[263] Tagebuch, p. 63.
[264] This tale of Friedrich may form a pendant to one of Theiner's own. He relates how, in seeking for Tridentine documents which ought to have been in the Vatican, but were not, and some of which were in the library of Lord Guildford, he proposed to make a journey all the way to England. His brother oratorian, Dr. Newman, applied to Lord Guildford requesting that Theiner might have access to them. This was refused. That nobleman could not see why the Prefect of the Vatican Archives should come so far to examine documents of which there must be abundance there! Poor Theiner had found poverty, not abundance. There had been removal, as well as concealment. His ill success in England did not prevent him from saying that the honour of first publishing the minutes of Paleotti was due to the Rev. Joseph Mendham, an Anglican presbyter,—"which, certainly, is not to our honour or glory" (vol. i. pp. vi. vii.).

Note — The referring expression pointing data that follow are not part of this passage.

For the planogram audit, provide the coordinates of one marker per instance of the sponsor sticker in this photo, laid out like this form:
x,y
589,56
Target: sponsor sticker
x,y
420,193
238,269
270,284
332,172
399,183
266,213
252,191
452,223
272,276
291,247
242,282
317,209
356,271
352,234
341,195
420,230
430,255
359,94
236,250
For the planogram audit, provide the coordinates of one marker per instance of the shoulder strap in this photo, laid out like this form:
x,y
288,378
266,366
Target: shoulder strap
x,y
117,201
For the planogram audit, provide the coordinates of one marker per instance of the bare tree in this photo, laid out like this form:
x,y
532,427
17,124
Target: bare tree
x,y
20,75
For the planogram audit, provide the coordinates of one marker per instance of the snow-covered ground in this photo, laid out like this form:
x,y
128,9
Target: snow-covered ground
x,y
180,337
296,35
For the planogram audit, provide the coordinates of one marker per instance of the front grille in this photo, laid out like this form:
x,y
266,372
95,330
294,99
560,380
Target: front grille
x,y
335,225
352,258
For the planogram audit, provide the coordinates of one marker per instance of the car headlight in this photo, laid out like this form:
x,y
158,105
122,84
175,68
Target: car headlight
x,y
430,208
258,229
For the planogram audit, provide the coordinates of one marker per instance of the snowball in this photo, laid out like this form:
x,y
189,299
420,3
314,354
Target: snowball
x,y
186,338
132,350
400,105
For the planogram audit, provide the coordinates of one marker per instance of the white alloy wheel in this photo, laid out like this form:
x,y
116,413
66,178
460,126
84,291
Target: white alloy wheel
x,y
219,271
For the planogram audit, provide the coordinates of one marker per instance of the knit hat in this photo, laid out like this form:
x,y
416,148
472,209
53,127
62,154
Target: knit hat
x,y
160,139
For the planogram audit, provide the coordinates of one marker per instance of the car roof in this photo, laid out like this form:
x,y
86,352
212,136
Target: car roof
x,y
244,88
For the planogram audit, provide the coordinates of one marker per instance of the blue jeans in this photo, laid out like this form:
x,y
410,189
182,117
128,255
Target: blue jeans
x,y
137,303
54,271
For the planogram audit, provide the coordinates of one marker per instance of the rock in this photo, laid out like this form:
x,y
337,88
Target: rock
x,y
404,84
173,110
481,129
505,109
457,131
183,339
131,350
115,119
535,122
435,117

[265] Cologne Gazette, April 1, 1874.
The Second Public Session—Swearing a Creed never before known in a General Council—Really an Oath including Feudal Obedience.
The same tone of disappointment in which the Civiltá had said that as the discussion of the Draft was not concluded, no Decree would be promulged in the second session, pervaded the additional remark that the world would describe as a vain ceremony the recital of the creed with which it had been resolved to fill up the day. Writers of different shades, as if by concert, did describe it as a religious ceremony,—a mere ceremony, an empty ceremony, a vain ceremony, and a tedious ceremony.
So far from taking this session as a vain show, we take it for one of the most distinctive footmarks left in the deposits of history by the mammoth which we call the Papacy. Without contrivance of man—in contravention, indeed, of arrangements made with patient forethought—the Vatican Council was compelled, under guise of reciting a creed, to exhibit its bishops as if barons swearing allegiance to a prince in peril of losing his estates. The creed recited was one never before seen or heard of in any General Council. An apparent accident set the faith of the early Church, and the modern composite oath and creed, before the eye of history in a contrast sharper than any artist could have devised.
A cause similar to that which led to this day being employed in setting face to face the old creed and the new, had at Trent led to the act that formed the reverse of the medal. At Trent, on the day fixed for the third session, no Decree was ready for promulgation, just as none was ready at the Vatican on that fixed for the second.